ARM Cortex M3 - Who's utilizing it?| page 3

Reply by Jim Granville ●February 18, 20062006-02-18

Wilco Dijkstra wrote:
> A quick scan of the AVR8 CPUs revealed that the ATtiny2313/V
> seems to be the lowest power AVR at 0.41 mW/Mhz.
> Cortex-M3 uses 3.5 times less power...

  That is the classic error of comparing a new (future) core-only figure,
with an existing full-system product. A grapes to pomegranate comparison.

  There is a _lot_ more than just the core, that determines the
system Icc values.
  ASIC core vendors tend to over-look that, as that's not what they
sell.

  Even the IC vendors nudge the goal posts, by specing their
uC data with external square wave clocks. Nice way to ignore the
XTAL Oscillator Amplifier & Buffer current effects...

> Additionally a 32-bit CPU can do a lot more work per cycle, so they
> run at a lower frequency or sleep for longer. So a higher performance
> CPU that uses more power may actually use less *energy* to do a
> specific task.

  Perhaps if we compare a raw core, with a raw core ?

So, let's see how the Cortex compares, with the new ARM Async Core ?

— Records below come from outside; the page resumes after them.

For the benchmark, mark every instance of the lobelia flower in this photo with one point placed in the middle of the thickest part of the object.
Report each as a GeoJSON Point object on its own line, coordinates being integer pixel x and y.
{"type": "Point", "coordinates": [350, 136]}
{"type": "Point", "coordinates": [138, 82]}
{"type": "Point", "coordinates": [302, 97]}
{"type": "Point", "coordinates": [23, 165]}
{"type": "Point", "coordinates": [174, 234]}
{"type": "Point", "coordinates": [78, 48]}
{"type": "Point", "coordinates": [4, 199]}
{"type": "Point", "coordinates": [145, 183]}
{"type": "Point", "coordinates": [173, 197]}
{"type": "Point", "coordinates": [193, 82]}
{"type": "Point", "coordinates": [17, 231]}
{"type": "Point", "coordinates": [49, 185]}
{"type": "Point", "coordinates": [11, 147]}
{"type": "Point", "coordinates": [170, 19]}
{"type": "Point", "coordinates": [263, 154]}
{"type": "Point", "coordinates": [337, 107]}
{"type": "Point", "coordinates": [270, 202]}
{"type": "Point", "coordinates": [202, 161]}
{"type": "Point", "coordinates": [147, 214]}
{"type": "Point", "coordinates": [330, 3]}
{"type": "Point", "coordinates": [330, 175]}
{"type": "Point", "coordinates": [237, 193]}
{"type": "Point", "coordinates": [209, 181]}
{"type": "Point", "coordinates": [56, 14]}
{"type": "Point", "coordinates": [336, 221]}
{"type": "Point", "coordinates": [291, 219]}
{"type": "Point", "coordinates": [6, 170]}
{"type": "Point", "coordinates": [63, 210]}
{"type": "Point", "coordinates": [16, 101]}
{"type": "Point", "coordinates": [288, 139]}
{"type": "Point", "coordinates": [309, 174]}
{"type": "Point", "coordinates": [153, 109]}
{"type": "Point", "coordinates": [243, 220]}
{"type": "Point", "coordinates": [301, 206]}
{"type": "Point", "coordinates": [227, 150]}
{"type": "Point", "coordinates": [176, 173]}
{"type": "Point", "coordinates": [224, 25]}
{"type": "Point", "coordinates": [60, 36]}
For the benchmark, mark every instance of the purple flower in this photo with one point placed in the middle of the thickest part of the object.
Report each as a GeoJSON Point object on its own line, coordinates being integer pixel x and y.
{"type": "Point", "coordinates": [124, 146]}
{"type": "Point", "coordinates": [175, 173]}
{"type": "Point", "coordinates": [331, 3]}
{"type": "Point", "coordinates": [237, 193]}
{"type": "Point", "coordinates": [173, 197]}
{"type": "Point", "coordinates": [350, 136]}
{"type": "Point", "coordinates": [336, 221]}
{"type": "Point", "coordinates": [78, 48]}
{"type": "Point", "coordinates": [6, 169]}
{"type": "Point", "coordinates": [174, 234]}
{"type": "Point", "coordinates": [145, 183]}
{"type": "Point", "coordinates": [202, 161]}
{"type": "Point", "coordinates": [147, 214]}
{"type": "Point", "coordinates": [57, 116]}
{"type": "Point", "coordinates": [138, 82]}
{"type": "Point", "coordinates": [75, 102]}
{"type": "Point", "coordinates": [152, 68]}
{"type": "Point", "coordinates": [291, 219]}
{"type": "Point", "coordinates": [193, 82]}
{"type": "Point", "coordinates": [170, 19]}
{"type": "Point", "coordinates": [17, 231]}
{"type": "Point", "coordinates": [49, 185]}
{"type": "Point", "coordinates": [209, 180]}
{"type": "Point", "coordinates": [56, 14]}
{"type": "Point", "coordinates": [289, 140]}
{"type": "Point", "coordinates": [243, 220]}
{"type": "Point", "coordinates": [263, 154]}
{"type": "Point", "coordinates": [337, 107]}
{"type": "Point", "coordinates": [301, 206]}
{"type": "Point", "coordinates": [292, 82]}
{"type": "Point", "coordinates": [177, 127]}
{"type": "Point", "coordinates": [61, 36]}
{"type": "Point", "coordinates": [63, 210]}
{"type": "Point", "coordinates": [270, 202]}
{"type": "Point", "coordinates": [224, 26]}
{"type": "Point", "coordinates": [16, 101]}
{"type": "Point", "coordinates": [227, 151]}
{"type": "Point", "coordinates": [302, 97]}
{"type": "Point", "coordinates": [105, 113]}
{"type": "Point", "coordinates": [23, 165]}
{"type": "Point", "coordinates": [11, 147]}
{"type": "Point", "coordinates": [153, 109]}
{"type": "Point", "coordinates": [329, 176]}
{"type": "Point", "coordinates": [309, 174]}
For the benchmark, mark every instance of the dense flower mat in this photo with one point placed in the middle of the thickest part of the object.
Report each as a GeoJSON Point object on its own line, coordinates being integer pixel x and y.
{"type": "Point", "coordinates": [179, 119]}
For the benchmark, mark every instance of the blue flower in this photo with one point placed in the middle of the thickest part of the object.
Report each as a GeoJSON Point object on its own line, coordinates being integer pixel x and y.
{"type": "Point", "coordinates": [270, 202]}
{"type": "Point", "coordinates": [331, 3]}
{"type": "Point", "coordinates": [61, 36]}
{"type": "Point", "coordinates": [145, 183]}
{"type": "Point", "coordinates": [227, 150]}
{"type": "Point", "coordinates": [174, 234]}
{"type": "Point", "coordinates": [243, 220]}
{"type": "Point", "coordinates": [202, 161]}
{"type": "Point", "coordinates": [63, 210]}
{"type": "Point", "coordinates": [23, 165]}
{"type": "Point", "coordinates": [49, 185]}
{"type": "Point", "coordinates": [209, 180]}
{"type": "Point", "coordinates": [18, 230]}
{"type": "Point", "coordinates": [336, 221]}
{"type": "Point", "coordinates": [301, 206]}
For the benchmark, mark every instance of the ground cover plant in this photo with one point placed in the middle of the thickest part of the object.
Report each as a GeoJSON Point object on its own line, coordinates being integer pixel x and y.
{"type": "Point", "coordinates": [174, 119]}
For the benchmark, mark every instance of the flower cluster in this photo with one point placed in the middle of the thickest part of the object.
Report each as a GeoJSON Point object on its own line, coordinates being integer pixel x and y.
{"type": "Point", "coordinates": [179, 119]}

Cortex M3                                         = appx 90uW/MHz
ARM996HS [New Clockless, Async technology core ]  = 45uW/MHz

[These numbers come from the same company, so should be free of
inter-company-skew effects.... ?]

Hmmm - wonder how those (two?) Cortex licensees feel about that ?

A spec of Energy per task is a very good one, and overdue on uC
designs.

-jg

Reply by Wilco Dijkstra ●February 18, 20062006-02-18

"Jim Granville" <no.spam@designtools.co.nz> wrote in message 
news:43f7a49d$1@clear.net.nz...
> Wilco Dijkstra wrote:
>> A quick scan of the AVR8 CPUs revealed that the ATtiny2313/V
>> seems to be the lowest power AVR at 0.41 mW/Mhz.
>> Cortex-M3 uses 3.5 times less power...
>
>  That is the classic error of comparing a new (future) core-only figure,
> with an existing full-system product. A grapes to pomegranate comparison.

Nope. The ATtiny2313/V number above is based on simulation like the
M3 figure. The Cortex-M3 figure includes the standard peripherals that are
part of the core.

In most cases power consumption is measured while running a benchmark
such as Dhrystone, so no peripherals are used. With a process tuned for
power the leakage current of the peripherals would be minimal.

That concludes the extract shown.